Memoir: The Recovering: Intoxication And Its Aftermath, Leslie Jamison, Grant Books, €28
Does the world need another addiction memoir? The answer depends on the memoir of course. It's a question Leslie Jamison addresses head-on at the start of The Recovering: Intoxication And Its Aftermath, the worry that she will simply retread a well-worn path.
However, with a panache that will become characteristic over the course of the book, Jamison turns the question on its head. A story doesn't have to be unique to be worthwhile. Instead, she argues, it's the universality of the addiction narrative that should win it followers - the fact that it tells a common tale.
The Recovering is, then, yet another tale of addiction and recovery but one graced by self-awareness and luminous writing. It also possesses a trait necessary in any good memoir, which is the writer's willingness to reveal herself and her family and friends for the story, a sacrifice worth making only if it is done well enough.
Coming from a pressure-cooker background, Jamison felt the need to excel from a young age. Her mother was a nutritionist and public health researcher, her "frequent-flier father" an economist who had many affairs as he worked to "alleviate global disease burden" (her italics). Affection was distant. She writes of her "godly brothers and their powerful reserve". Growing up she sought love and approval in achievement.
Jamison's experiences glitter with privilege - she studied at Harvard and travelled in Nicaragua, assisted by her fluent Spanish. But self-abasement threads through them. At Harvard, she was anorexic and cut herself. "Compulsion might find its roots in reprimand," she writes. "From a sense of being scolded by the world or found wanting by it."
As the story proceeds, she excavates the causes of her addiction and describes the whirlwind of her downward spiral. She turns over stories of other addicted writers and artists, looking for lessons. What she really wants is evidence that the myth isn't true, that artists don't have to be addicts to succeed. Is it possible to give up alcohol and still live an interesting life, she asks? Can a recovered alcoholic write well?
The answer she wants isn't easy to find as so many burned out - Jean Rhys, David Foster Wallace and Amy Winehouse all died in relapse or the grips of their malady. But Raymond Carver forged a second life, living soberly overlooking the Pacific, "fishing in the ocean and in strong clear rivers". Jamison is delighted to find a writer whose early brilliance existed despite his addiction and not because of it.
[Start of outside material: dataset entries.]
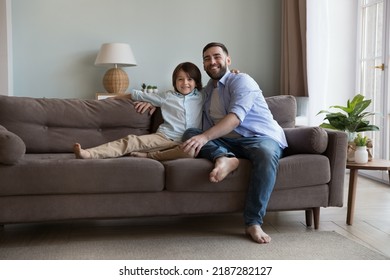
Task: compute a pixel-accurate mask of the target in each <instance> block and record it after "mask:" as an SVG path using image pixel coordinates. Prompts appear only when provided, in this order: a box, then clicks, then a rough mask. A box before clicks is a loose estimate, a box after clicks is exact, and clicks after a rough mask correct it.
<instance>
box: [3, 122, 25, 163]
mask: <svg viewBox="0 0 390 280" xmlns="http://www.w3.org/2000/svg"><path fill="white" fill-rule="evenodd" d="M25 152H26V145H25V144H24V142H23V140H22V139H20V137H18V136H17V135H16V134H14V133H12V132H10V131H8V130H7V129H6V128H5V127H3V126H1V125H0V164H8V165H9V164H16V163H17V162H18V161H19V160H20V159H21V158H22V157H23V155H24V154H25Z"/></svg>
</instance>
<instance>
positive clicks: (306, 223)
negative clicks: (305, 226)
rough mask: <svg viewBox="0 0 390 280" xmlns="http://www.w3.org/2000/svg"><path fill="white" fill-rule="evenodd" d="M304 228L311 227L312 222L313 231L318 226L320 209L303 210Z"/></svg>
mask: <svg viewBox="0 0 390 280" xmlns="http://www.w3.org/2000/svg"><path fill="white" fill-rule="evenodd" d="M305 216H306V226H308V227H311V225H312V222H313V220H314V229H318V227H319V226H320V207H315V208H311V209H306V210H305Z"/></svg>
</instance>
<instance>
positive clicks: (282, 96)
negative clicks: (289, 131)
mask: <svg viewBox="0 0 390 280" xmlns="http://www.w3.org/2000/svg"><path fill="white" fill-rule="evenodd" d="M265 100H266V102H267V104H268V108H269V109H270V111H271V113H272V115H273V116H274V119H275V120H276V121H277V122H278V124H279V125H280V126H281V127H283V128H293V127H295V118H296V115H297V102H296V100H295V97H294V96H292V95H275V96H269V97H266V98H265Z"/></svg>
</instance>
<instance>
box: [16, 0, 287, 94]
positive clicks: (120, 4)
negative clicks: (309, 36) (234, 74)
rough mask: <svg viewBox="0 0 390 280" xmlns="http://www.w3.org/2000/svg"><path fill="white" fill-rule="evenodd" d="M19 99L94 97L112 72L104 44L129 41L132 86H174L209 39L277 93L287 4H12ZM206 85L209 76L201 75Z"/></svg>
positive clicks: (162, 88) (140, 3)
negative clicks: (173, 73) (175, 82)
mask: <svg viewBox="0 0 390 280" xmlns="http://www.w3.org/2000/svg"><path fill="white" fill-rule="evenodd" d="M11 2H12V7H11V9H12V38H13V39H12V43H13V94H14V95H15V96H31V97H59V98H86V99H87V98H94V96H95V93H96V92H104V89H103V86H102V84H101V80H102V77H103V75H104V72H105V71H106V70H107V69H106V68H99V67H96V66H94V61H95V58H96V55H97V52H98V50H99V48H100V45H101V44H102V43H107V42H122V43H129V44H130V45H131V47H132V49H133V52H134V55H135V57H136V60H137V63H138V66H136V67H129V68H125V70H126V71H127V73H128V75H129V77H130V88H139V87H140V86H141V84H142V83H143V82H145V83H147V84H153V85H157V86H158V87H159V88H160V89H161V90H166V89H170V88H172V85H171V75H172V71H173V69H174V67H175V66H176V65H177V64H178V63H180V62H183V61H192V62H194V63H195V64H196V65H198V66H199V67H200V68H201V69H202V59H201V51H202V48H203V46H204V45H205V44H207V43H208V42H210V41H220V42H223V43H225V44H226V45H227V47H228V48H229V51H230V54H231V56H232V67H233V68H238V69H239V70H240V71H242V72H246V73H248V74H250V75H251V76H252V77H253V78H254V79H255V80H256V81H257V82H258V83H259V84H260V87H261V88H262V89H263V92H264V94H265V95H275V94H278V93H279V73H280V28H281V26H280V22H281V18H280V16H281V15H280V13H281V0H272V1H271V0H212V1H209V0H197V1H193V0H191V1H189V0H187V1H183V0H164V1H156V0H111V1H108V0H55V1H53V0H33V1H31V0H12V1H11ZM202 73H203V81H204V83H206V82H207V80H208V77H207V74H206V73H205V72H203V71H202Z"/></svg>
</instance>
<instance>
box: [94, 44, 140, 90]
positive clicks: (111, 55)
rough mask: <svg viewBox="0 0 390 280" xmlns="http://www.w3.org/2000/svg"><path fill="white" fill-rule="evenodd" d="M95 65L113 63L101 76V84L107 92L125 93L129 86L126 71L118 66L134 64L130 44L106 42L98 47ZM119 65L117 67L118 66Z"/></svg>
mask: <svg viewBox="0 0 390 280" xmlns="http://www.w3.org/2000/svg"><path fill="white" fill-rule="evenodd" d="M95 65H103V66H107V65H114V68H111V69H109V70H107V72H106V73H105V74H104V77H103V86H104V88H105V89H106V91H107V92H108V93H122V94H123V93H125V92H126V90H127V88H128V87H129V77H128V76H127V73H126V72H125V71H123V70H122V69H121V68H119V67H128V66H136V65H137V62H136V61H135V58H134V54H133V51H132V50H131V47H130V45H128V44H123V43H106V44H103V45H102V46H101V48H100V51H99V54H98V56H97V57H96V60H95ZM118 66H119V67H118Z"/></svg>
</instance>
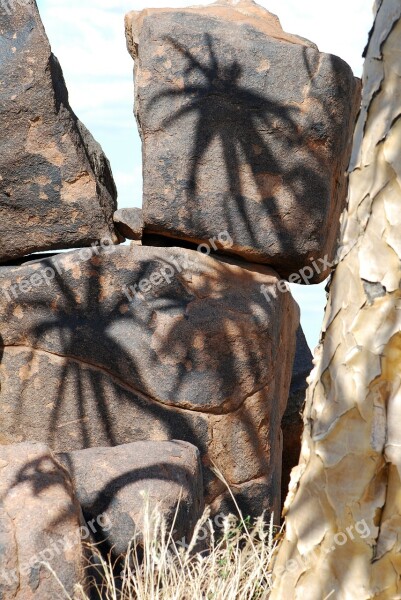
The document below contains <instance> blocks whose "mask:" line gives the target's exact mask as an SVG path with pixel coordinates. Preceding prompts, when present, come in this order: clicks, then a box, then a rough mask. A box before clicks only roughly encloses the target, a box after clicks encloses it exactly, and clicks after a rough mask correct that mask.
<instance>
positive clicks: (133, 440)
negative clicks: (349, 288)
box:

The later part of the book explores Jamison's recovery, and takes readers through her meetings at Alcoholics Anonymous. She introduces the characters she met there and probes their stories. She is obsessed with the thought that recovery will hold less interest than her story of descent. It's not true. She draws the changes in her life and relationship with her boyfriend, Dave, in exquisite detail, but her accounts of the lives of her AA colleagues lack the vividness of her own, and the second section does move more slowly than the first.
The Recovering is a study not just of alcoholism, depression and renewal but also an extraordinarily self-conscious look at how literature addresses those experiences. It's better than Olivia Laing's The Trip to Echo Spring, which treated the same subject but with less persistence and self-revelation.
Jamison's brilliance is most evident when she puts her finger on the complexity of human emotion. Even as she hopes to put it behind her, she gently evokes her nostalgia for drinking: "A balcony with Dave: the crisp tang and sugared nectar of Sciacchetra, a local white, the wine Pliny called 'lunar,' with the big moon over us and the waves breaking below, the faith we'd get married, the church music from another hill."